Reducing the salt and sodium in your diet is actually not as challenging as it may sound. In terms of our diets, we obtain sodium from processed and prepared foods, natural sources, and by way of adding it to recipes in the kitchen or at the dinner table. The vast majority of sodium we consume comes from processed and prepared foods.
According to the American Heart Association:
“Sodium can come from natural sources or be added to foods. Most foods in their natural state contain some sodium. However, the majority (up to 75 percent) of sodium that Americans consume comes from sodium added to processed foods by manufacturers. While some of this sodium is added to foods for safety reasons – the amount of salt added to processed foods is clearly above and beyond what is required for safety and function of the food supply.”
Why Should You Reduce Salt in Your Diet?
“High-sodium diets are linked to an increase in blood pressure and a higher risk for heart disease and stroke. Reducing the amount of sodium you consume can help lower high blood pressure or prevent it from developing in the first place.”
My Experience with Reducing Salt and Sodium
A taste for salt is definitely an acquired one.

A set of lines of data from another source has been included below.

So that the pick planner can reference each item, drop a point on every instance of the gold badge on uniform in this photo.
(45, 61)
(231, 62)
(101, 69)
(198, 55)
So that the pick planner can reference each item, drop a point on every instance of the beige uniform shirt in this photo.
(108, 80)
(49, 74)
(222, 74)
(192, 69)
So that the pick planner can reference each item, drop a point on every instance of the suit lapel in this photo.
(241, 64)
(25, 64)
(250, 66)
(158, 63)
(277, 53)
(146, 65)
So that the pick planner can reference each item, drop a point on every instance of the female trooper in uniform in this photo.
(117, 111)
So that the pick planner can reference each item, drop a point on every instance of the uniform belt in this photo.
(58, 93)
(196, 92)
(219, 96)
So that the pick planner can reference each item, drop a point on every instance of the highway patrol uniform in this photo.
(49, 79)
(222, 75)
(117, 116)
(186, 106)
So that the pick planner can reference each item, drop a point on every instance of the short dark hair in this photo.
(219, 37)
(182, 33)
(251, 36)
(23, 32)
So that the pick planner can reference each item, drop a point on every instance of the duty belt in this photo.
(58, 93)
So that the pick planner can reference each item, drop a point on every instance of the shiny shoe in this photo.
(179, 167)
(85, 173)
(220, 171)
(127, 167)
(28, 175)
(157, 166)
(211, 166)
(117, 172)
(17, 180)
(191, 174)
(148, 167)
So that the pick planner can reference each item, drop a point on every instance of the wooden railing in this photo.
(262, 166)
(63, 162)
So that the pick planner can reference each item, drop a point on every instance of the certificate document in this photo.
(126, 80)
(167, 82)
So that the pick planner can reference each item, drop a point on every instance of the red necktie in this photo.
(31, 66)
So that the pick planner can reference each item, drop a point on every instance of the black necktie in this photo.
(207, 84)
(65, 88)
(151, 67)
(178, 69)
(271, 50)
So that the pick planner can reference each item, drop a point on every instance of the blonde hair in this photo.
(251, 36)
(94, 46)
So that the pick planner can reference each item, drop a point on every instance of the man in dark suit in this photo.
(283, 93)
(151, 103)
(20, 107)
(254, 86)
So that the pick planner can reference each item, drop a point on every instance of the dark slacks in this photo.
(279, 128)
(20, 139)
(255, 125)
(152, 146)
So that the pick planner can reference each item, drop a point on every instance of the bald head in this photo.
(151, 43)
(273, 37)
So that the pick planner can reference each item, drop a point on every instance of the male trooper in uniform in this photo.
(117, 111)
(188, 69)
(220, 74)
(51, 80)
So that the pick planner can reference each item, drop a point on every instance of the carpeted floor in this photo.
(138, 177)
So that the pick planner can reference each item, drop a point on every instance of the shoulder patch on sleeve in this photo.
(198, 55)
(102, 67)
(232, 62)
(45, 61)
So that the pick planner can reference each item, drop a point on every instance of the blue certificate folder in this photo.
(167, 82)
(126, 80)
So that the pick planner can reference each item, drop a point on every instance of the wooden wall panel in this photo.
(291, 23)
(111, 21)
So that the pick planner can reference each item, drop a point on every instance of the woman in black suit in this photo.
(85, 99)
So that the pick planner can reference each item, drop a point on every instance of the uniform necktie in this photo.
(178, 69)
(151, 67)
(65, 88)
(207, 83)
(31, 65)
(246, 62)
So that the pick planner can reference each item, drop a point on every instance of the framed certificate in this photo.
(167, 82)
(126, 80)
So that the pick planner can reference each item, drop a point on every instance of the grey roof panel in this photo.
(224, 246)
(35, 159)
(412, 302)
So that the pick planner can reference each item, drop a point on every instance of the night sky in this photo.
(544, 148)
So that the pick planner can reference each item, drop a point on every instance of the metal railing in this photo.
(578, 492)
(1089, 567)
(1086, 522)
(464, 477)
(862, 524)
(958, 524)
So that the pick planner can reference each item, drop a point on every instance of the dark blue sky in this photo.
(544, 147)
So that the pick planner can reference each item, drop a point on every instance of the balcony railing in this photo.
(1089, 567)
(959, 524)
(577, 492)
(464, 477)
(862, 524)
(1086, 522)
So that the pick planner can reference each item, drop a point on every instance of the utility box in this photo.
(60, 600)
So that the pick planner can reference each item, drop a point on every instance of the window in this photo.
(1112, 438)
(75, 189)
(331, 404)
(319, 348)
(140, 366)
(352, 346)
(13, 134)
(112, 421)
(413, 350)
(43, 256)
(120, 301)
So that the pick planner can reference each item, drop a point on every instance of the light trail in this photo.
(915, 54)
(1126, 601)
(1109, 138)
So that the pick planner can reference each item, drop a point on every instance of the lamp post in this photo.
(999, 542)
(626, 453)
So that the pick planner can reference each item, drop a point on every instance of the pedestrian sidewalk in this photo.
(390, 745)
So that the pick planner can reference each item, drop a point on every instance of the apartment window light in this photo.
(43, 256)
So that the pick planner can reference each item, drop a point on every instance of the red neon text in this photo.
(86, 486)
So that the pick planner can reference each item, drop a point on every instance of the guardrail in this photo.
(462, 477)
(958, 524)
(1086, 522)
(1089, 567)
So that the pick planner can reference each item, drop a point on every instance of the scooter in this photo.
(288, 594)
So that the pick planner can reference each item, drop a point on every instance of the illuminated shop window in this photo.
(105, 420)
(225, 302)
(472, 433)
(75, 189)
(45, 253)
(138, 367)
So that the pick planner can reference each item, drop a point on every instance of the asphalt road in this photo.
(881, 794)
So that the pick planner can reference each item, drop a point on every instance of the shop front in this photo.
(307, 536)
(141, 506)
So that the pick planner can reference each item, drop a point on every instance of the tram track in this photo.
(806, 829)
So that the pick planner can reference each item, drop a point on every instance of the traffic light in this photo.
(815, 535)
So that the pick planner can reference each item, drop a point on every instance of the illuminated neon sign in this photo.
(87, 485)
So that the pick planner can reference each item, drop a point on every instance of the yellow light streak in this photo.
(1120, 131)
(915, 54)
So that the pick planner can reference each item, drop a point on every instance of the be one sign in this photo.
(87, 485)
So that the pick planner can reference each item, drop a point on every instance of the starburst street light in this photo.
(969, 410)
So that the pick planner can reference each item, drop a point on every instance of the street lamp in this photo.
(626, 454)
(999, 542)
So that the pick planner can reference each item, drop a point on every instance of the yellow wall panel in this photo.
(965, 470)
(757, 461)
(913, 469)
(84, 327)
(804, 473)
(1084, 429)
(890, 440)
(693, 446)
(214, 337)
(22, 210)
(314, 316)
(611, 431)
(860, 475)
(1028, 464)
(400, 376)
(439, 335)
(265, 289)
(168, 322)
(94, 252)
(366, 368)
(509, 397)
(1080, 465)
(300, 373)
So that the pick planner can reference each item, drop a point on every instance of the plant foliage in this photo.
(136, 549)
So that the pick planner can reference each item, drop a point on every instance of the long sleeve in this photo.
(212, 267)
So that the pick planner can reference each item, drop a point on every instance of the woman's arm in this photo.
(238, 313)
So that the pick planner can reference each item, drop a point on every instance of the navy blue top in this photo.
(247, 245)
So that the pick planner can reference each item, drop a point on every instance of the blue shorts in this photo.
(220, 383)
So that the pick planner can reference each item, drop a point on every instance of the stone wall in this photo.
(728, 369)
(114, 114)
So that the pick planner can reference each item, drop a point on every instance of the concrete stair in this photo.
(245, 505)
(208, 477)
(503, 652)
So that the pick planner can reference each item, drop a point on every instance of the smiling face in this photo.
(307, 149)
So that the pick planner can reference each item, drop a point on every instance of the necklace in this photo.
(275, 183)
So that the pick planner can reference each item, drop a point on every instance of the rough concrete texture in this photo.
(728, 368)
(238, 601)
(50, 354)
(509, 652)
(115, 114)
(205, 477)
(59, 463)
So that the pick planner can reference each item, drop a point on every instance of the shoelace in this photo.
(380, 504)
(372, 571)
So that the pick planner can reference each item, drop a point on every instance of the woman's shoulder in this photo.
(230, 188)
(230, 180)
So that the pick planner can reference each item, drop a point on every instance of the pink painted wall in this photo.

After reducing salt within my diet, I noticed I had less of a craving, and my taste buds actually adjusted. The same can easily happen for you.
On the few occasions when I cook at home, I rarely add salt to any of my food. One of my favorite things to cook is a stir-fry, because it is healthy, quick, easy and delicious. It is the perfect dish for the single woman (or anyone), who wants to watch her weight, but also eat something tasty.
At times I will include a lean meat in the stir-fry, but usually I am content with only preparing fresh vegetables in my wok. I combine ingredients like broccoli, carrots, celery, mushrooms, onions and peppers, and cook them in extra virgin olive oil. Many people say you should not stir-fry with olive oil, but it is consistently my go to cooking oil in the kitchen. I never use the packaged stir-fry seasonings that come in the little envelopes, because they are regularly packed with sodium and other undesirables. I always season with a variety of spices like garlic, and if I use soy sauce it is always low sodium. Depending on the stir-fry dish I prepare, other seasonings I may use include curry, thyme, black pepper, onion powder or freshly squeezed lemon juice.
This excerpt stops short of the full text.